ECONOMY

High growth seen continuing next year

High growth seen continuing next year

International rating agencies expect the Greek economy to sustain its high growth rates – above 3% – in 2022 and the following year, given the 16.2% annual leap Greece’s gross domestic product recorded in the second quarter of 2021 and tourism’s strong showing in Q3, as well as the EU resources anticipated.

Alex Muscatelli, Sovereign Group director at Fitch, tells Kathimerini: “We expect the recovery in the Greek economy to continue in 2022 with the deployment of the Next Generation EU funds gathering pace and providing an uplift to real spending over the course of the whole year. And we expect above-trend growth of 3.5% in 2023, implying that we assume that there will still be spare capacity in the Greek economy.”

“Faster growth may lead us to revise this view; we will review our forecasts for this and the following years at the end of the month shortly after the publication of Fitch’s next Global Economic Outlook,” he adds.

Steffen Dyck, vice president and senior credit officer at Moody’s, wonders “how the strong performance in Q2 will affect the 2022 growth, which we currently see at around 6%. If 2021 growth turns out to come in close to 6% or 7%, 2022 could be around 4% to 5%,” he estimates.

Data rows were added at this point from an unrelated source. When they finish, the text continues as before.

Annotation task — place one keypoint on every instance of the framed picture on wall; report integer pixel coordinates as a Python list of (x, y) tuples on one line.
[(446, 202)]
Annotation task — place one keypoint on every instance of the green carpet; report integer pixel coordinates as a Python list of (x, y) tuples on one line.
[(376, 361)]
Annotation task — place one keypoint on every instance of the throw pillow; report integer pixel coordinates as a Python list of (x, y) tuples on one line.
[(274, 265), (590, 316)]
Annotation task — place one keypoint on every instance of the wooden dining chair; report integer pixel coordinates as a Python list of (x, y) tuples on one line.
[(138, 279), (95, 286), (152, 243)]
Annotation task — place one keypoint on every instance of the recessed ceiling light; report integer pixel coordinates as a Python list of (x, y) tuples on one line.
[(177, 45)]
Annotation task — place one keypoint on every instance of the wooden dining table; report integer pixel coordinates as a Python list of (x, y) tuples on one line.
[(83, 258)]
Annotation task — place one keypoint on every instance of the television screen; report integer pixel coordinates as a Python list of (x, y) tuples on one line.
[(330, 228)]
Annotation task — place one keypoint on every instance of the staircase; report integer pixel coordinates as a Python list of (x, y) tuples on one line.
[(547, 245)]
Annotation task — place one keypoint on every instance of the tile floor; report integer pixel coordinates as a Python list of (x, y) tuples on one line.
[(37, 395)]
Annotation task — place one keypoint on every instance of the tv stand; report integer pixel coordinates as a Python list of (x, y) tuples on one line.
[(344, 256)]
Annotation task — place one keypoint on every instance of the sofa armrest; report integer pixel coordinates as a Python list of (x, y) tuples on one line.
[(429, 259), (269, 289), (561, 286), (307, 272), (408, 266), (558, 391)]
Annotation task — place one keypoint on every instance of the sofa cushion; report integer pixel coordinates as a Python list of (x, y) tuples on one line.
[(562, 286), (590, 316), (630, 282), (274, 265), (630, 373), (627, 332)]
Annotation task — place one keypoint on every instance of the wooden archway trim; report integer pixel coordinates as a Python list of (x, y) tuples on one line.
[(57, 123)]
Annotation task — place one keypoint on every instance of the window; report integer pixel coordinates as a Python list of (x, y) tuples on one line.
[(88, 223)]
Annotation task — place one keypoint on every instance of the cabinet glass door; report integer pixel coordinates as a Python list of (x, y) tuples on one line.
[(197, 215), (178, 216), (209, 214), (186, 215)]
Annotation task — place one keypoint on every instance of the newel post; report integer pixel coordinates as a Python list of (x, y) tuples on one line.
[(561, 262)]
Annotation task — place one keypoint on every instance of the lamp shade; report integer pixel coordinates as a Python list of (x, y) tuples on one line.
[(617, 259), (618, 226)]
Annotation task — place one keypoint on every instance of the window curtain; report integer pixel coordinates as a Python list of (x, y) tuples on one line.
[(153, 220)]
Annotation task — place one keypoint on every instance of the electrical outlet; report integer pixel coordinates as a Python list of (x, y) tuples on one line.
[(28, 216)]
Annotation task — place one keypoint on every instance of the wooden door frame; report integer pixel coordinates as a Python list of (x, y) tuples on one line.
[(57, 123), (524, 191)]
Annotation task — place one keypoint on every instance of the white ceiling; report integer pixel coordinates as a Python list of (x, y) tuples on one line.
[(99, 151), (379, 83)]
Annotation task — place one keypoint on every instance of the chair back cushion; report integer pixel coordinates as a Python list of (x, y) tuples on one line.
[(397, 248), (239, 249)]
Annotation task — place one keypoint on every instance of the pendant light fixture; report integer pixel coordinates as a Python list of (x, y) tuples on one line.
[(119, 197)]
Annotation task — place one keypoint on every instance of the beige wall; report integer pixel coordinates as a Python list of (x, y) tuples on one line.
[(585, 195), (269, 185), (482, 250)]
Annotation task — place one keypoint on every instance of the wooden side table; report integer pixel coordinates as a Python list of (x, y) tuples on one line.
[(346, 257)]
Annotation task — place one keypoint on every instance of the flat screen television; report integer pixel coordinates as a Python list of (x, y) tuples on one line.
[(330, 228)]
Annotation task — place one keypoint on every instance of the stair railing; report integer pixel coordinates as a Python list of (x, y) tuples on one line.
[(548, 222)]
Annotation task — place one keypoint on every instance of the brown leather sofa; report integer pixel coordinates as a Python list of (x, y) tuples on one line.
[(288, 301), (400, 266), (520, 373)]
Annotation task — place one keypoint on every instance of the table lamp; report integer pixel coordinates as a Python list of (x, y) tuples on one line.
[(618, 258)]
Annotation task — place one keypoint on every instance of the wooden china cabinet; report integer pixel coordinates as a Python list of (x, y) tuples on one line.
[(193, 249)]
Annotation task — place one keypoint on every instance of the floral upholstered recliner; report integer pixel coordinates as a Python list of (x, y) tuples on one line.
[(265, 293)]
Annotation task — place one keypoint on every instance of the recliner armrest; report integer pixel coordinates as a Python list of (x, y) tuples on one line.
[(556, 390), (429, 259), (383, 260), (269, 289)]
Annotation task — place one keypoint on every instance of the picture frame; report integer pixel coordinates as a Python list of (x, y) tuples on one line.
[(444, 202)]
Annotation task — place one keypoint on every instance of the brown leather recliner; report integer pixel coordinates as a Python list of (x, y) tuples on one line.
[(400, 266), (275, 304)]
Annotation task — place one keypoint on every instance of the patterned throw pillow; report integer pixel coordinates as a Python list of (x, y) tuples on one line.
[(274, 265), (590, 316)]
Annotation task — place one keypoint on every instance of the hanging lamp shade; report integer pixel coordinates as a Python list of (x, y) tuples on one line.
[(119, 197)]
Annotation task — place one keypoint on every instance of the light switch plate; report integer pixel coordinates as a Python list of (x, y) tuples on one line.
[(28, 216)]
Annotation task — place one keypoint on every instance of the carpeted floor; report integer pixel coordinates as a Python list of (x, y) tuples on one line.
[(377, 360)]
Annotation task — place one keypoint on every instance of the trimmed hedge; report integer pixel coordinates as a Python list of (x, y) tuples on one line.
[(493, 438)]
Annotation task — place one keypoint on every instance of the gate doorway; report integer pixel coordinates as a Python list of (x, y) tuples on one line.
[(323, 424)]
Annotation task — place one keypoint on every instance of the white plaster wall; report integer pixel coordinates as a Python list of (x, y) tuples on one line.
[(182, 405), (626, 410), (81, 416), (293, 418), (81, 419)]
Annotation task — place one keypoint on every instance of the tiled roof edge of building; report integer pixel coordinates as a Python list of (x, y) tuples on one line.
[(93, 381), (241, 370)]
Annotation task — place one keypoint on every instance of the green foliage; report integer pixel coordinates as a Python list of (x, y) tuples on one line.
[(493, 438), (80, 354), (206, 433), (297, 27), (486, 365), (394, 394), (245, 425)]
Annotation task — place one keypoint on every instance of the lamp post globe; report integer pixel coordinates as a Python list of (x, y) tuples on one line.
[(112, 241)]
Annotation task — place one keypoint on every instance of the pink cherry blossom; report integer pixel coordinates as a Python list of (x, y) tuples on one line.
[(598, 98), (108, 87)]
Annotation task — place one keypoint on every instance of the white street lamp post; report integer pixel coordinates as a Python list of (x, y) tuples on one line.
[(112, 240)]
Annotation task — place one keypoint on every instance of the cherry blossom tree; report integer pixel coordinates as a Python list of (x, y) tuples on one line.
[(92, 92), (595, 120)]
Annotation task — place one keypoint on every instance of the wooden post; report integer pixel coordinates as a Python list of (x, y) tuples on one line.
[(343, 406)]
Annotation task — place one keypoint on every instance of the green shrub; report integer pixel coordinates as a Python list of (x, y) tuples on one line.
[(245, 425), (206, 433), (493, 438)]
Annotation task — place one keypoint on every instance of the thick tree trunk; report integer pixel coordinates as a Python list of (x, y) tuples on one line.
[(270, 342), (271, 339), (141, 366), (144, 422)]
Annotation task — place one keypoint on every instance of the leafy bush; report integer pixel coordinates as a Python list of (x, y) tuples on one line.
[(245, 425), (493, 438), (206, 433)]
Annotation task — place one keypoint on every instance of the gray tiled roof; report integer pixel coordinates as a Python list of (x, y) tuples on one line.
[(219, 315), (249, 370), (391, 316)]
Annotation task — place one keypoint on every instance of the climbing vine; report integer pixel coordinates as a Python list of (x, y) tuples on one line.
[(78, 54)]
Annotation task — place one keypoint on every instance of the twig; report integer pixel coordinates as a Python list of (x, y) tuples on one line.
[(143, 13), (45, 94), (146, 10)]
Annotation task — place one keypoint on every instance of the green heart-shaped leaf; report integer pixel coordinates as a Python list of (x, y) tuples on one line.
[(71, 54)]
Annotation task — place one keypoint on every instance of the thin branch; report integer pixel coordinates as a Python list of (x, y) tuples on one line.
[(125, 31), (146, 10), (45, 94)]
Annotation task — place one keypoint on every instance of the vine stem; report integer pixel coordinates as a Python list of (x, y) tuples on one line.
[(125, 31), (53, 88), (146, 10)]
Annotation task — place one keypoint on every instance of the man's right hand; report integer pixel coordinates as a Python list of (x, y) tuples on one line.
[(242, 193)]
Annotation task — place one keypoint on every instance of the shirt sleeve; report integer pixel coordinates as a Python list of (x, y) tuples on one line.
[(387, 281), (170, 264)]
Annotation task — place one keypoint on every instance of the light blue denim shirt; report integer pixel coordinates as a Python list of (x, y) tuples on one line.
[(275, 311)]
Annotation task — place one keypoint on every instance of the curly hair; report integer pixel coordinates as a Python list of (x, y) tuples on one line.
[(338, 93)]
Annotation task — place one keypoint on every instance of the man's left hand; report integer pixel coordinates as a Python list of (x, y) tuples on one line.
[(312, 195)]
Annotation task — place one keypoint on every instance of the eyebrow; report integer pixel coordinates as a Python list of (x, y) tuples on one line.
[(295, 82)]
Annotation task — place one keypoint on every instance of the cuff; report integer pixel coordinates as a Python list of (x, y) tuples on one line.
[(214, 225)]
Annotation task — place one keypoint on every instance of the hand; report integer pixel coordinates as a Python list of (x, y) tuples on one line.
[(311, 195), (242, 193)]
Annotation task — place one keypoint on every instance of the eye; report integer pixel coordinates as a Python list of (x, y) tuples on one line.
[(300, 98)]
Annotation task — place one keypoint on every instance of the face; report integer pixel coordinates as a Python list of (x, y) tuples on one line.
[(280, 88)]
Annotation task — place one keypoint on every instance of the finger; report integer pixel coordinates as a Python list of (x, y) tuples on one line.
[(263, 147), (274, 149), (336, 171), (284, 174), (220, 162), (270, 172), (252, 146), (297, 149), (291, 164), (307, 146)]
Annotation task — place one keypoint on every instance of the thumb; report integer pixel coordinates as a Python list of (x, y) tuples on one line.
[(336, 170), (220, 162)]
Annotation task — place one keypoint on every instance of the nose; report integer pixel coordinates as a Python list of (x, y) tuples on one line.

Dennis Shen, an economist and director at Scope Ratings, sees growth of around 3.5% in 2022. “Afterwards, elevated growth of an average of around 1.7% over 2023-26 might appear on the cards, above an estimate of the long-run potential real rate of growth of around 1%, the latter still restricted by working-age population contraction of 0.7% per year over 2021-26,” he says.

“In elevated rates of economic growth over this 2021-26 medium-run horizon, we account for the significant scale of EU funding, exceeding cumulative Greek public investment of the past five years, and a sturdy record in EU fund absorption, with Greece having ranked second among the EU-27 in absorption rate of cohesion funds over a 2014-20 EU multiannual budget phase,” he adds.

Marko Mrsnik is far more bullish for next year: The senior director in the European Sovereign Ratings Group at S&P Global Ratings, says, “We expect a strong performance also in the second half of this year, with the current growth forecast of 6.3% in 2022, revised up from 5.8% previously.”